Loki is a lightweight and easy-to-operate log aggregation system. Developed by Grafana Labs, it is natively integrable with the Grafana toolset to compose a fully featured logging stack.
Sometimes, when we use Loki to visualize logs in Grafana, we may experience slow queries or even timeouts when processing large volumes of data. In this post I will show how to accelerate queries and make your dashboards work faster with Loki’s query cache. We will also practice how to find desirable logs faster by using Loki’s querying language.
Requirements
Kubernetes
You will need a Kubernetes cluster with Kubernetes v1.26.3 or newer. Some older versions should also be compatible, but you will need to try them.
Kubectl
We use Kubectl v1.26.3, see documentation on how to install it properly.
Helm
We use Helm v3.11.2, see documentation on how to install it properly.
Test environment setup
Kube-prometheus-stack
As a first step to take, we will install the kube-prometheus-stack Helm chart to deploy the basic monitoring stack. From there, we will use Grafana and Prometheus.
Apply this code to install the kube-prometheus-stack Helm chart to your Kubernetes cluster:
echo \ ' grafana: additionalDataSources: - name: Loki type: loki url: http://loki-gateway access: proxy editable: true ' \ > kube-prometheus-stack.yaml helm repo add prometheus-community https://prometheus-community.github.io/helm-charts helm repo update kubectl create ns monitoring helm upgrade --install kube-prometheus-stack prometheus-community/kube-prometheus-stack --version=45.7.1 -n monitoring -f kube-prometheus-stack.yaml
Memcached
We will use Memcached as a caching storage for our Loki installation.
Apply this code to install the Memcached Helm chart to your Kubernetes cluster:
helm repo add bitnami https://charts.bitnami.com/bitnami helm install memcached bitnami/memcached --version=6.3.13 -n monitoring
Loki
To have our logs managed by Loki, we need to add the Loki Helm chart to our stack.
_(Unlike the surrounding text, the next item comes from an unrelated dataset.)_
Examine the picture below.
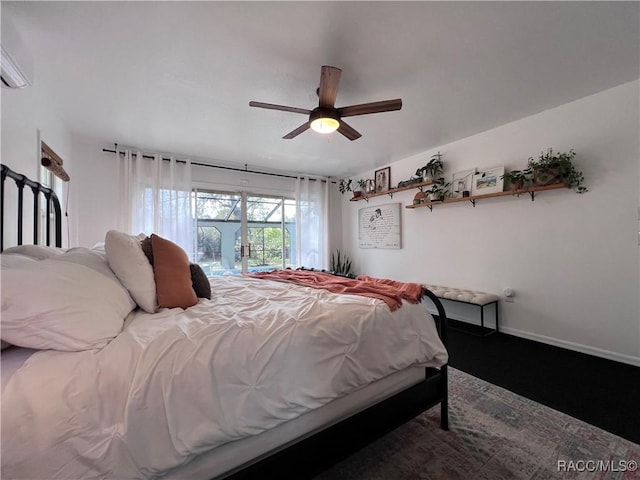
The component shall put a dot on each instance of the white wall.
(27, 119)
(573, 260)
Apply this code to install the chart to your Kubernetes cluster:
echo \ ' loki: commonConfig: replication_factor: 1 storage: type: "filesystem" auth_enabled: false memcached: results_cache: enabled: true host: "memcached" service: "memcache" default_validity: "1h" singleBinary: replicas: 1 persistence: enabled: true size: 2Gi ' \ > loki.yaml helm repo add grafana https://grafana.github.io/helm-charts helm repo update helm upgrade --install loki grafana/loki --version=4.8.0 -n monitoring -f loki.yaml
Promtail
The Promtail agent collects our logs and sends them to Loki. To enable it for our installation, we need to add the Promtail Helm chart to our stack.
Apply this code to install the chart to your Kubernetes cluster:
helm upgrade --install promtail grafana/promtail --version=6.9.3 -n monitoring
Test our results
Now, having configured our test environment, let’s run a test query to check whether the cache is working.
Our Grafana service is running in a test environment, which is closed to external traffic. So, to access it, we need to forward the Grafana service to a local host. Let’s do this with kubectl by executing the command:
kubectl port-forward svc/kube-prometheus-stack-grafana -n monitoring 23000:80 > /dev/null 2>&1 &
In this command I specified the local connection port 23000. Normally, we use port 3000 as a default for Grafana. However, to avoid overlaps with local Grafana service on the host, I suggest adding 1 or 2 before 3000 to avoid using the same port by two services. Basically, you can use any port that is higher than 1024 as a connection point from your side.
1. Open Grafana in any web browser: http://127.0.0.1:23000
You can log in with default credentials or use your own if you specified them as values (variables) of the kube-prometheus-stack Helm chart.
Default credentials:
User: admin
Password: prom-operator
2. Open Explore section in our Grafana:
3. Pick Loki data source:
4. Enter test query to the command line:
rate({cluster="loki"}[5m])
5. Set the query interval to 24h:
6. Open the query inspector:
You will see that the total request time is 3.13 seconds. Now, if you run the query again, this time should be reduced:
That means that your cache is working!
How to speed up log search in Loki
LogQL, which is Loki’s querying language, has its own specifics and requires another approach to queries. Let’s see how its syntax can help us improve log search in Loki.
Sometimes you need to find some strings with a wide filter, as with this query:
sum(count_over_time({stream=~".+"} |~ "Completed loading of configuration file" [60s])) by (container)
In this example, we want to find in logs how many times the line “Completed loading of configuration file” has been within a 60 second interval during 24 hours. We use the log stream selector {stream=~”.+”} for the initial search.
The search results will be too broad as {stream=~”.+”} determines including in output log streams with any label, which is literally everything. In such a case we should count the number of matching logs to make the query faster. In our example, the function count_over_time counts all the log lines within the last 60 seconds that match the filter expression “Completed loading of configuration file”.
In the output we should see a graph like this:
Now we can refine our query to reduce it. Let’s change our interval from 24 up to a few hours to narrow the search field:
On the graph above we can see 3 containers that match our search. Now we should set the target container in second query:
{container="prometheus"} |~ "Completed loading of configuration file"
In the output we will see results according to our query:
So the rule of thumb when filtering logs in LogQL is to search data as any counter first, and then watch the full log to make our queries faster.
Conclusion
In this post I have shown some simple and effective ways to make your Grafana Loki dashboards work faster and find desirable logs quicker. I hope this helps optimize your query performance and make your working with Grafana Loki stack easier.